In some cases, the data is not continuous (altitude, slope, distance, etc.), but discrete, i.e., consisting of classes.
Each pixel then corresponds to a category: a soil type, land use, risk level, etc.
These “categorical” rasters are very common in spatial analysis, but they pose a problem:
how can they be integrated into a fuzzy multi-criteria analysis when they do not contain continuous numerical values?
This is where the Classes → Fuzzy module of the FuzzyAttributes plugin (version 2) comes in.
The principle
Rather than working directly with classes (1, 2, 3… or “forest,” “urban,” “water”), we seek to express for each of them the extent to which it satisfies a given criterion.
Examples:
- For a criterion of “areas favorable to infiltration,”
- sandy soils → satisfaction 0.9
- clay soils → satisfaction 0.3
- urban areas → satisfaction 0.1
- For a criterion such as “erosion risk,”
- steep slopes → 0.8
- forests → 0.2
The result is a fuzzy raster, in which each pixel takes a value between 0 and 1 representing the degree of satisfaction of the criterion.
Steps in the FuzzyAttributes plugin
- Menu: Classes → Fuzzy
- Select a categorical raster (single band, integer type).
- The plugin reads the unique values present in the layer.
- For each class, enter the fuzzy membership degree (between 0 and 1).
You can also load a correspondence table from an existing CSV file. - Choose a name for the output fuzzy raster (e.g., fzy_classes.tif).
- Click Create fuzzy raster.
Best practices
- Consistency depends on the criterion studied: the same class may be favorable in one analysis and unfavorable in another.
- Avoid absolute values of 0 and 1 unless you are completely certain: fuzzy logic allows you to express nuances.
- Document your correspondences: they can be saved in a CSV file or a GeoPackage table for reuse.
A concrete example
Objective:
Create a suitability map for installing beehives based on the CORINE Land Cover raster.
Principle:
Each type of land use (forest, grassland, agricultural area, urban area, etc.) is assigned a satisfaction rating between 0 and 1 according to its suitability for beekeeping.
Step 1: Data source
You can download the CLC raster directly here:
https://land.copernicus.eu/pan-european/corine-land-cover/clc2018
Available formats: GeoTIFF, 100 m resolution.
You can then crop it to your study area (e.g., Corsica).
Step 2: Class correspondence
Here is an example correspondence table for bee assessment:
CLC code | Simplified description | Degree of suitability for bees (μ) | Justification |
---|---|---|---|
111–142 | Urban/artificial areas | 0.1 | Very low, few natural floral resources |
211–244 | Agricultural areas (crops, agricultural mosaics) | 0.6 | Presence of meadows and possible honey crops |
311–313 | Forests (deciduous, coniferous, mixed | 0.8 | Rich in honey species depending on the season |
321–324 | Natural vegetation (scrub, maquis, etc.) | 0.9 | Very favorable, widespread flowering, few disturbances |
331–335 | Open spaces, beaches, rocky areas | 0.3 | Few flowers, difficult conditions |
411–423 | Wetlands | 0.4 | Unstable environments, sometimes rich but fragile |
511–523 | Water bodies/sea | 0.0 | Obviously not favorable |
Step 3: Fuzzy transformation
Using the FuzzyAttributes plugin → Classes module → Fuzzy:
1-Load the CLC raster (reclassified or original).

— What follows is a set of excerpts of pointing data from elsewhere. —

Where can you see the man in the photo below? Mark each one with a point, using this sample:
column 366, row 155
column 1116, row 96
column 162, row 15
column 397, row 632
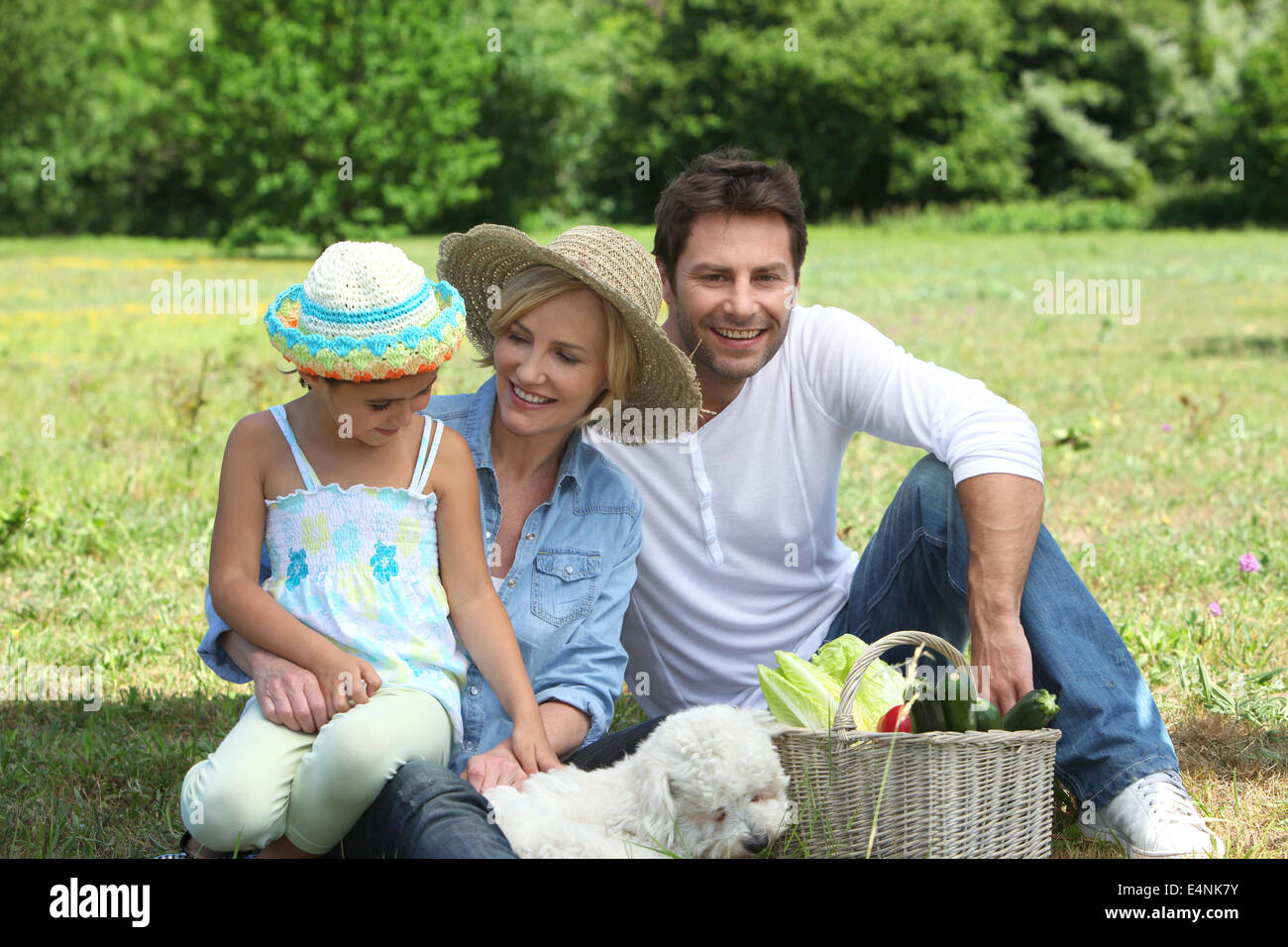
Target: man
column 741, row 556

2-Define the correspondence table above (codes and μ).

3-Generate the fuzzy raster fzy_corine.tif.
4-View: favorable areas (μ close to 1) will appear lighter.

Step 4: Interpretation
- This produces a continuous map of suitability for beekeeping, rather than a patchwork of rigid classes.
- It can then be combined with other fuzzy criteria:
- proximity to water (need for watering)
- altitude/slope
- distance to roads (accessibility)
- absence of treated crops
A fuzzy aggregation of these criteria will produce a multi-criteria map of optimal hive locations.
In summary
Transforming a raster of classes into a fuzzy raster means moving from a “categorical” logic to a ‘gradual’ logic—we move away from “all or nothing” to represent the degree of relevance of each class to an objective.